The goal of our project is to slow or prevent damage to a cell layer in the eye called the retinal pigment epithelium (RPE) by conditionally controlling inflammation and complement activation in a mouse model of Stargardt disease, the most common retinal dystrophy. We hypothesize that prevention of chronic inflammation and aberrant complement activation will prevent Stargardt-related pathophysiology in the retina. 

Our first aim is to optimize a small molecule-regulatable strategy that conditionally controls inflammation/complement activation in vivo in RPE cells. This regulatable strategy will be introduced into RPE cells of albino mice through subretinal injection of AAV. Next, we will confirm the ability of this strategy to prevent inflammatory signaling and complement activation in a small molecule-dependent manner. Potential detrimental effects of long-term suppression of inflammation and complement activation will be determined by visual acuity, electroretinogram and outer nuclear layer counts. 
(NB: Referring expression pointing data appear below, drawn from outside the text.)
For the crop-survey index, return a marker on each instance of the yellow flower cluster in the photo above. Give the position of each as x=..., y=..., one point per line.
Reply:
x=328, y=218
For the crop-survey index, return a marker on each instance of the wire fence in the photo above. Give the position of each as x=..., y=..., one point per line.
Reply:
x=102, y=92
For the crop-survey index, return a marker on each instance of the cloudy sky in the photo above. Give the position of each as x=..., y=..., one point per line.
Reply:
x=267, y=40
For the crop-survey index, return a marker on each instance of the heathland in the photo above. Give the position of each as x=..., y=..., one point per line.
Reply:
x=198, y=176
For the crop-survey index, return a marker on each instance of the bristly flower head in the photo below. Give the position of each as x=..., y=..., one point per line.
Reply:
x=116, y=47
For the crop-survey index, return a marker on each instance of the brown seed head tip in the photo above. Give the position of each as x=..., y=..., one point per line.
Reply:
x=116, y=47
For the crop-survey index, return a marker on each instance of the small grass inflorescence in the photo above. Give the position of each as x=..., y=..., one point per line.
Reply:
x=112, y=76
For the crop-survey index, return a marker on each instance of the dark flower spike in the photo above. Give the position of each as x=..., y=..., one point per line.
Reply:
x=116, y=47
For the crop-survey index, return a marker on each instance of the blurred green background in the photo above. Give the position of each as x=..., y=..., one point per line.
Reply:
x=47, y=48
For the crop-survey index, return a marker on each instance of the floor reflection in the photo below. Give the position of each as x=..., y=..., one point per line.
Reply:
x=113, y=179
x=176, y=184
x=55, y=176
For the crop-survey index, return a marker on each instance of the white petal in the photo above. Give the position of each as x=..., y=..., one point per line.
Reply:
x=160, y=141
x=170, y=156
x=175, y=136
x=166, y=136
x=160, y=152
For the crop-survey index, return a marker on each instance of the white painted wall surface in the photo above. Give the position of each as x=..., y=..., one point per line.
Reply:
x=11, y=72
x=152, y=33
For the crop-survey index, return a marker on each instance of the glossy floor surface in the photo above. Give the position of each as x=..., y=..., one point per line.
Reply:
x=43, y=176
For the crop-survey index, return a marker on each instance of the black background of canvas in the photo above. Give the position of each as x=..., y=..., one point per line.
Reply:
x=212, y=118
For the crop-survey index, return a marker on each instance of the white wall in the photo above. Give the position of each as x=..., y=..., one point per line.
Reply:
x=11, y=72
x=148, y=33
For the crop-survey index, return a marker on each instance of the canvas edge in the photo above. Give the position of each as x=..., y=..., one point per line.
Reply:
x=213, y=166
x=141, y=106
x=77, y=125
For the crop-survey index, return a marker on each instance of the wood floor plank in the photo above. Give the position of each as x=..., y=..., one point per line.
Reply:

Our second aim is to test our validated strategy in abca4-/- Stargardt disease mice. We will confirm that our strategy works similarly in abca4-/- mice, and that suppression of inflammation/complement activation reduces bisretinoid autofluorescence, protects photoreceptor viability, restores 11-cis-retinaldehyde levels and reduces Bruch’s membrane thickness in aged abca4-/- mice.

One of the innovative aspects of our proposed research is that our strategy allows us to conditionally (not constitutively) prevent inflammation/complement activation. Using such an approach incorporates an appreciation for the observation that low levels of periodic inflammation (parainflammation) appear to be beneficial in maintenance of the retina and that inflammation is actually a necessity for proper organismal homeostasis. We posit that other strategies which rely on constitutive repression of inflammation, while arguably more straightforward, don’t resemble healthy physiologic conditions whereby inflammation and anti-inflammatory signaling wax and wane depending on the stimulus.   

While we are testing whether inhibition of inflammation/complement activation is beneficial for alleviating phenotypes associated with Stargardt disease, we anticipate that this strategy will be more broadly applicable to other retinal diseases that are also influenced by inflammation and complement activation. Examples of diseases that fall into this category include the rare retinal dystrophy, Malattia Leventinese, and dry age-related macular degeneration (AMD).